Alert Responsiveness
In the past, I worked closely with a team which managed a massive number of database instances to support active reads and writes to the majority of the companies data. As expected, this team had a slew of alarms and metrics which were used to capture the current health of the system. I suspect that many of these alarms had been created when the company was much smaller and as the amount of data being stored grew, the alarms increased but their tuning systems did not. As a result, the alarms were notoriously unreliable and noisy. Suddenly, on an otherwise normal tuesday, support staff started reaching out to the team about a flood of customer reports. While the application itself was still working fine, internal users reported no issues, external customers were seeing a significantly higher rate of data load failures. The root cause was eventually traced to a database reader instance which had become overloaded and locked up.
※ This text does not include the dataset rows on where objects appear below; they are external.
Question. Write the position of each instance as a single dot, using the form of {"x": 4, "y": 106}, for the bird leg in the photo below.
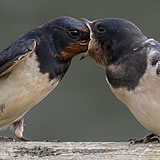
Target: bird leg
{"x": 146, "y": 139}
{"x": 18, "y": 130}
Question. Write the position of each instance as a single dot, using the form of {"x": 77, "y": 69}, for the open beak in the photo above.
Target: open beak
{"x": 88, "y": 24}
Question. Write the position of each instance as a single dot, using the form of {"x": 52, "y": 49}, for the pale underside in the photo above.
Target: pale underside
{"x": 23, "y": 88}
{"x": 144, "y": 101}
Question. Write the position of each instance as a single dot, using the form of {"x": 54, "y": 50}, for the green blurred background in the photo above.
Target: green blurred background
{"x": 82, "y": 107}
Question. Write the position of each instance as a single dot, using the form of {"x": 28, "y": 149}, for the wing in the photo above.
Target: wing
{"x": 15, "y": 53}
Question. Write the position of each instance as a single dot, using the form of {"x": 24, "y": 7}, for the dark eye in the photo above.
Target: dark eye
{"x": 101, "y": 29}
{"x": 74, "y": 33}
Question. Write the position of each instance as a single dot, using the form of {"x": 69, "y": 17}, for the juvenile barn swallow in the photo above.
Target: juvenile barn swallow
{"x": 132, "y": 64}
{"x": 32, "y": 66}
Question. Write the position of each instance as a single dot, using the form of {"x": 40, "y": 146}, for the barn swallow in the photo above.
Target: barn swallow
{"x": 32, "y": 66}
{"x": 132, "y": 65}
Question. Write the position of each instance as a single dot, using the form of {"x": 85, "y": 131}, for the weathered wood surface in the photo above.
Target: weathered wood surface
{"x": 78, "y": 151}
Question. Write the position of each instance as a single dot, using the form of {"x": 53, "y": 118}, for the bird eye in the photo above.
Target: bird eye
{"x": 74, "y": 33}
{"x": 101, "y": 29}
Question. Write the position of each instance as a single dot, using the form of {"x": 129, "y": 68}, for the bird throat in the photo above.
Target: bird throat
{"x": 95, "y": 51}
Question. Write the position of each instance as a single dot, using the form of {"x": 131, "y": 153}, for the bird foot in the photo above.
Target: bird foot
{"x": 6, "y": 139}
{"x": 147, "y": 139}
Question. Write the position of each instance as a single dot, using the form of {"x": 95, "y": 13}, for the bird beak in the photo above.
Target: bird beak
{"x": 88, "y": 24}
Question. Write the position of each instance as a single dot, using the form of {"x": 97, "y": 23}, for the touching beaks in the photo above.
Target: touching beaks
{"x": 84, "y": 55}
{"x": 88, "y": 23}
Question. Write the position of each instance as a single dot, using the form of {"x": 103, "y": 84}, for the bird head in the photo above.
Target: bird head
{"x": 112, "y": 38}
{"x": 69, "y": 36}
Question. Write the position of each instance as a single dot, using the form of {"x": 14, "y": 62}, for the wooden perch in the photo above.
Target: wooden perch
{"x": 78, "y": 151}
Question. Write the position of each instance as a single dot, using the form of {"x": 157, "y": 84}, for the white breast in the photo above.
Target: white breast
{"x": 22, "y": 89}
{"x": 144, "y": 101}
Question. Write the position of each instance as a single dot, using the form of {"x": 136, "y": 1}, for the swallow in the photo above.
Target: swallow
{"x": 132, "y": 65}
{"x": 33, "y": 65}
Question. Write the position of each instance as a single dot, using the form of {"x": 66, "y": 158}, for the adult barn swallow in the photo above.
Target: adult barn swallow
{"x": 32, "y": 66}
{"x": 132, "y": 64}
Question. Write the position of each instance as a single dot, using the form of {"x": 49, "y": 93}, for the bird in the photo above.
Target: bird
{"x": 33, "y": 65}
{"x": 132, "y": 65}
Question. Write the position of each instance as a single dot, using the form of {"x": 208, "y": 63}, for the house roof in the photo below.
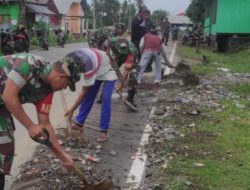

The obvious question on everyone’s minds was “how did we not get an alert related to this issue?” The answer, of course, was that we had. Due to the significant number of alarms which were set on various database health metrics, the on call engineer had received an alert, assumed it was noise, and moved on their other on call work. This cemented in me a key learning about service monitoring and alerting: too many alarms is as risky as too few. A key job of any on call engineer should be identifying alarms which are no longer working well and adjusting them. If a database appears to be overloaded regularly, maybe the metric being tracked isn’t a good one. I remember reading a post about system resources years ago which said “You can’t take it [CPU load] with you. You can’t save up low CPU load and spend it later on.” High CPU load isn’t necessarily a bad thing if the system is still responsive.
Conclusions
While thinking through my thoughts and experiences with on calls, I found myself circling back to the same simple conclusion. The engineers actually handling the on call shifts are the best equipped to identify shortcomings and address them. Empowering on call engineers to change alarms, tweak systems, or propose new monitoring styles is the fastest way to extract improvements to overall operational health. When engineering leaders or management inserts itself into the discussion too heavily, that’s when operational health begins to decline. This is not to say that providing guidance and feedback isn’t helpful. I have witnessed first hand how impactful a principal level engineer joining the on call rotation can be, but I continue to believe that best way to keep operations health is to allow the on call to be bored some of the time.